Viernes 9:45 a.m., me revisaban, 10:00 a.m. caminaba hacia la ventanilla para internarme, no sentía nada en ese momento, me quedé como en blanco. Después de todo el protocolo y de resignarme a la incomodidad de andar en bata de hospital, me hallaba en sala de partos, esperando que la dilatación aumentara, con una hambre exagerada (ahí no podíamos comer) y resintiendo las primeras contracciones del proceso. Miraba el reloj y parecía como si se riera de mí, al ver la ansiedad con la que lo miraba, como si eso ayudará a que avanzará el tiempo.
Las conversaciones poco alentadoras de mis compañeras de salón, no se hicieron esperar, unas decían no aguantar más, experimentar dolores atroces y tener ahí hasta tres días de estar esperando el nacimiento de sus hijos. Escuche de todo: una que tenía problemas de presión, otra era muy mayor y su rostro mostraba el temor que sentía, la que estaba a mi lado izquierdo cargada de un positivismo que no sé de dónde sacaba nos alentaba diciéndonos que hoy salíamos de eso, unas solamente lloraban y algunas se ahogaban en gritos.
Los médicos y enfermeras iban y venían constantemente, con rostros malhumorados, tímidos, alegres, confiados, simpáticos, odiosos, realizaban su trabajo y conversaban entre ellos, sobre el almuerzo, fantasmas, una excursión, compañeros de trabajo, experiencias con pacientes, solo por mencionar algunos temas.
A las 5:00 p.m. después de miles de revisiones y controles, sin comer absolutamente nada y estar ya cansada por las contracciones me enviaron al salón de prepartos porque no había aumentado mi dilatación, lo que me afecto emocionalmente y la preocupación y la tristeza se apoderaron de mi, quería llorar, pero el dolor no me lo permitía, durante toda la noche estuve pensando en si Samuel estaría bien, si esto era normal y en lo frustrante que sería experimentar dolores cada cinco minutos por largas horas y que al final al no dilatar lo suficiente tuviera que sufrir una cesárea. Los pensamientos estripaban cada conexión nerviosa de mi cerebro.

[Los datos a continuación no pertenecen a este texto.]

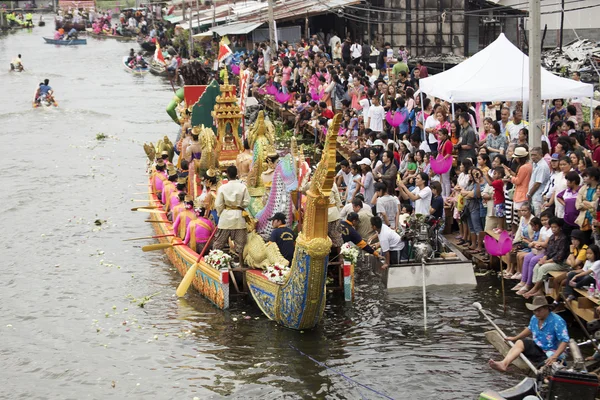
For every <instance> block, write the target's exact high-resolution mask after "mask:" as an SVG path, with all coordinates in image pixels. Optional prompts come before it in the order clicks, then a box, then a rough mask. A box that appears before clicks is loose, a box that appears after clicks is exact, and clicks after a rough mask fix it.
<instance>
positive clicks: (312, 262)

Sábado a las 9:05 a.m. un médico me dio la mejor noticia, como si hubiera ganado dinero o algo por el estilo, que había recibido en mucho tiempo, tenía 4 cm de dilatación, eso significaba que el proceso, aunque lento, avanzaba y tal vez este sería el gran día. Me enviaron nuevamente a sala de partos y aplicaron un suero con una dosis más fuerte que la de ayer y eran las 10:30 a.m. cuando los dolores empezaban más fuertes, prolongados y la dificultad para soportarlos aumentaba.
A partir de las 11: 10 a.m. y hasta las 2:00 p.m. experimenté las sensaciones más desagradables de toda mi vida, eran como convulsiones de todo mi cuerpo, tenía calor, no podía respirar bien porque el dolor me quitaba la respiración, tenía calambres, sentía como si me estuviera despedazando por dentro lentamente.
A partir de las 2:00 p.m. la experiencia creció de nivel de intermedio a extra avanzado, ya no tenía fuerzas… y era el momento en el que debía colaborar para aligerar el proceso. A las 3:31 p.m. me trasladaron a la sala de los nacimientos, bebé tardó en salir solamente diez minutos, en el instante que me lo entregaron en brazos y aunque veía un poco borroso, sentí una conexión como mágica y todo el sufrimiento lo dejé atrás, el amor que nos enlazó es algo que no es posible explicar en palabras.
Se podría decir que fueron veinticinco horas muy especiales, la labor de parto nunca la olvidaré porque al finalizar me dio el regalo más excepcional que he tenido en mis manos y que podré disfrutar durante toda mi vida.